I am sure the Tánaiste will agree that over the last two and a half years, since the British public took a decision to leave the European Union without any blueprint laid down as to what that meant, an inordinately long time has been spent on the intractable issue of the withdrawal agreement and its implications. We should always remind ourselves that the withdrawal treaty is the end of the beginning. It is no substitute for a full, mature relationship between the United Kingdom and the European Union. In the meantime, relationships on all fronts have been damaged as a result of Brexit - North-South relations and the UK-Ireland relationship and there has been polarisation in the North.
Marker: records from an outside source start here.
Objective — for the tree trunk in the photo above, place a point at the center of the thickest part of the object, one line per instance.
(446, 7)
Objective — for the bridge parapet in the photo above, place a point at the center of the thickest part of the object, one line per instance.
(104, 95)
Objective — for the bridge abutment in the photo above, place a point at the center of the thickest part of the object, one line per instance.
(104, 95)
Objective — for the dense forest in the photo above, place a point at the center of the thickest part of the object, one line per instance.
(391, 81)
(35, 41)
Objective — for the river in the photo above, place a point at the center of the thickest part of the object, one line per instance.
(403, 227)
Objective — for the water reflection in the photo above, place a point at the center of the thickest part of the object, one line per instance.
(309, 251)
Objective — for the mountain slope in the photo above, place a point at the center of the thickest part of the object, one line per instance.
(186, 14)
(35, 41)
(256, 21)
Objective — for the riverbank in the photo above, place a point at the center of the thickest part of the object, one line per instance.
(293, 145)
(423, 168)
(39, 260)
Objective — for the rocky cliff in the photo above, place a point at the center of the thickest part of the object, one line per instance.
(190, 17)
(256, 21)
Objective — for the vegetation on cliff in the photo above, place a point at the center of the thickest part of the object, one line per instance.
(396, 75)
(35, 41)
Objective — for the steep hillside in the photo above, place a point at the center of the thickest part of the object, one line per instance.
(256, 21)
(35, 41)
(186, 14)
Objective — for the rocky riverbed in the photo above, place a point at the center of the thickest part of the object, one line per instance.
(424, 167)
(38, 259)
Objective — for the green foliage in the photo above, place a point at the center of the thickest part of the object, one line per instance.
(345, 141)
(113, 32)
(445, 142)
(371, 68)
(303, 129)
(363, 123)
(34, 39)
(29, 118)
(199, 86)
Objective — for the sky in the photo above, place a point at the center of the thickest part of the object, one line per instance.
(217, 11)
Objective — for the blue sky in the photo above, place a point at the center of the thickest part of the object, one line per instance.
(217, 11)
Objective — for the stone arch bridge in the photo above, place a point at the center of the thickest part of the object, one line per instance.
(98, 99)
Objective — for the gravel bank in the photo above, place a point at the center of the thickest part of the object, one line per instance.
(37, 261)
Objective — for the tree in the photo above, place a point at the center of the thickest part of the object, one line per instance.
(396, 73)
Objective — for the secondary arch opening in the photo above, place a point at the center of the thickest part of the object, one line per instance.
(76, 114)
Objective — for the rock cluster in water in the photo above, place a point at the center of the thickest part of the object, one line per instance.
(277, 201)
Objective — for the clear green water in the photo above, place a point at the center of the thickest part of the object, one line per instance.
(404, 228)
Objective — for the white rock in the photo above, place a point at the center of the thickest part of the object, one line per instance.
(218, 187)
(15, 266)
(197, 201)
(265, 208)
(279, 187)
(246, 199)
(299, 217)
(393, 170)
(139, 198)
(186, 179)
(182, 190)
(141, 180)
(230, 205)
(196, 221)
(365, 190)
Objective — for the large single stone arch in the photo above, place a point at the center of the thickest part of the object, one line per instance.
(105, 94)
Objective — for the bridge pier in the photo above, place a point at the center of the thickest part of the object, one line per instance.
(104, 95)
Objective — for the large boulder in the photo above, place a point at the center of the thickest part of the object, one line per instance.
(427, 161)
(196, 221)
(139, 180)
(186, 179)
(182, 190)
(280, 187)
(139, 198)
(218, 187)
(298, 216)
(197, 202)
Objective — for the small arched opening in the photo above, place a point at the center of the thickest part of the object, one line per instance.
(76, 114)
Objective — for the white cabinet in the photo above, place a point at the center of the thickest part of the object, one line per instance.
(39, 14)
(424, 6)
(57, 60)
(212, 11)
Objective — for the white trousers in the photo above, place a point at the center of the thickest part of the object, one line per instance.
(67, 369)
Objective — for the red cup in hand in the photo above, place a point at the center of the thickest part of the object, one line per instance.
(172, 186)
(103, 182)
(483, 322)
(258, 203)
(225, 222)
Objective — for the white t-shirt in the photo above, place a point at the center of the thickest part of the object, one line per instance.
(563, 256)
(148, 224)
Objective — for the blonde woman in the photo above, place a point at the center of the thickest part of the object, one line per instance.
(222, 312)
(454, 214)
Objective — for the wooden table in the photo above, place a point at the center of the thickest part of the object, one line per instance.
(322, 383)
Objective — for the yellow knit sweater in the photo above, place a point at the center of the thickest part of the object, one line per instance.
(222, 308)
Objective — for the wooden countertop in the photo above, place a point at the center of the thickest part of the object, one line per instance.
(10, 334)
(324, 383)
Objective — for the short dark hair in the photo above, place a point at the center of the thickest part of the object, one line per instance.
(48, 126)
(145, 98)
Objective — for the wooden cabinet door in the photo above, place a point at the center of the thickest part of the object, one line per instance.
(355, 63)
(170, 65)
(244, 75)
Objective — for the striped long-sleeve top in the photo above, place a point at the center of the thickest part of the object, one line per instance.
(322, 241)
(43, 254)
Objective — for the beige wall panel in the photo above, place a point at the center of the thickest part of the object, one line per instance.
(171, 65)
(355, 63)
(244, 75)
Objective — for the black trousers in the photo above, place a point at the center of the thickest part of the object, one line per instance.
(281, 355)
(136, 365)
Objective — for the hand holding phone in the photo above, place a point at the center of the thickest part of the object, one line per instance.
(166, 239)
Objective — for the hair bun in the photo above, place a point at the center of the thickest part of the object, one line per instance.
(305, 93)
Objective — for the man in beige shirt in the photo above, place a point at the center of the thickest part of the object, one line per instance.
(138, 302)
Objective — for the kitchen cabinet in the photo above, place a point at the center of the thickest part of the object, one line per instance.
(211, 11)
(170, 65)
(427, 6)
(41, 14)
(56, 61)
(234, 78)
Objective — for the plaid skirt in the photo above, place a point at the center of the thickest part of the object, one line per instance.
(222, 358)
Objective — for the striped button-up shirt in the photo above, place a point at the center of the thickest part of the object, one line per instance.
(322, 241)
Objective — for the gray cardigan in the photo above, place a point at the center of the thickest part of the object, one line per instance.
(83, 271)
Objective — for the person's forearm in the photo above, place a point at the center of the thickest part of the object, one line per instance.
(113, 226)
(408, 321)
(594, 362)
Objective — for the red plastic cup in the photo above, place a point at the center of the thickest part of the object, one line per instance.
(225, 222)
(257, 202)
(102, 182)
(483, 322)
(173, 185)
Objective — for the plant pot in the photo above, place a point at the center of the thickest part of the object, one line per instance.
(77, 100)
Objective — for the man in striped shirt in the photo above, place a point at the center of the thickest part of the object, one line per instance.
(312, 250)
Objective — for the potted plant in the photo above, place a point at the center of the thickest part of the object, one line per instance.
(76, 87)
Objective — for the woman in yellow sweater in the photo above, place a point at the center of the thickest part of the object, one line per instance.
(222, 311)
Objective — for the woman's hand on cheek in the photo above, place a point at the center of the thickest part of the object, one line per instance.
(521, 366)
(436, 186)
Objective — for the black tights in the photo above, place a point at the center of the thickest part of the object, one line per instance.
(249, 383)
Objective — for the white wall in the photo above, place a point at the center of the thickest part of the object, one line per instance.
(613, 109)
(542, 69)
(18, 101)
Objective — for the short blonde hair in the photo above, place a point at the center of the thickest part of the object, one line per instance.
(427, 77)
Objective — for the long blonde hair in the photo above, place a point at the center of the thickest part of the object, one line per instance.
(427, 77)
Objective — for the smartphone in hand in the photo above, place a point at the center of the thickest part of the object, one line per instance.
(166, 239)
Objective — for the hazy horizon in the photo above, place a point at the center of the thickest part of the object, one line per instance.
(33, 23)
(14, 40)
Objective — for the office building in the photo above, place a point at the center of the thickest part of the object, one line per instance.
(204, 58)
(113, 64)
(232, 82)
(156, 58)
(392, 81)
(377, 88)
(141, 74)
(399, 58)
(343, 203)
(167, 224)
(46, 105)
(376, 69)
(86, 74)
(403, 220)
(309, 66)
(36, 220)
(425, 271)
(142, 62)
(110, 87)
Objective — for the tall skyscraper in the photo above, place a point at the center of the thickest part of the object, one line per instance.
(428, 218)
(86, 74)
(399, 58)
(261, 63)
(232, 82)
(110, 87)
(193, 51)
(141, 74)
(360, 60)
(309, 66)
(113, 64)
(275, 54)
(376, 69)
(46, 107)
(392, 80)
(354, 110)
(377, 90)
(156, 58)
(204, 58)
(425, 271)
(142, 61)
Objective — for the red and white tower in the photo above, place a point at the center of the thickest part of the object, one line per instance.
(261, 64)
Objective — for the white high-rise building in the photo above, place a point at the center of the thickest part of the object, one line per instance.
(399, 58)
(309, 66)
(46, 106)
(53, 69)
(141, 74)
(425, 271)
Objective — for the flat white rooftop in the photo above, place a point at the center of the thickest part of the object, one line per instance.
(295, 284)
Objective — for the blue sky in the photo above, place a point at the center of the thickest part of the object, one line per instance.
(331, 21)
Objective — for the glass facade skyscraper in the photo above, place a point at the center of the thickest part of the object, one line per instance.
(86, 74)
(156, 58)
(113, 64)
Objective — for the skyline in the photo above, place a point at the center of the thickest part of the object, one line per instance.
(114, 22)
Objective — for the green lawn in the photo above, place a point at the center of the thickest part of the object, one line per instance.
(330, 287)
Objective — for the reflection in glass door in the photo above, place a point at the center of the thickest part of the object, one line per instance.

The incoherence of British politics has exacerbated the situation, with the failure of the British Parliament to lay out a coherent blueprint as to what it wants. I believe the British Prime Minister has demonstrated good faith in terms of upholding the Good Friday Agreement and avoiding a hard border. The documentation published last evening reflects that, as does the withdrawal agreement itself. It is important to point out, and I am sure the Tánaiste will agree, that a no-deal Brexit would be devastating for the United Kingdom, Ireland and the European Union and must be avoided. Its impact on livelihoods and businesses, particularly the agrifood industry, would be very damaging. Given the crisis in our beef industry, a no-deal Brexit, if it were to happen, would essentially wipe out the sector.
A no-deal Brexit would also represent a monumental failure of politics on all sides. That is why it was important to compromise and agree to some changes. Taken together, the documentation agreed yesterday, namely, the joint instrument and the unilateral declaration concerning the withdrawal agreement, represents movement on the European Union side. It potentially allows the UK to wriggle out of the withdrawal agreement, albeit in a convoluted and long legal journey. The legal opinion of the United Kingdom's Attorney General is worth reading in full. He makes the point that there is new material and new legal obligations on the EU in terms of the speed at which negotiations should be concluded and that the risk is reduced on the UK side.
However, a legal opinion is one thing, a political decision is another. This is a fundamentally political issue, with which the British Parliament has to grapple. I will not speculate on that. The question I want to ask the Tánaiste is this. In the event of the agreement being rejected, what happens next in terms of developments? Does the Tánaiste agree that yesterday's agreement marks a significant development from December's agreement? In the event of a negative vote in the House of Commons this evening, does the Government support an extension to facilitate further reflection? Is the Tánaiste of the view that every effort must be made to avoid a no-deal Brexit?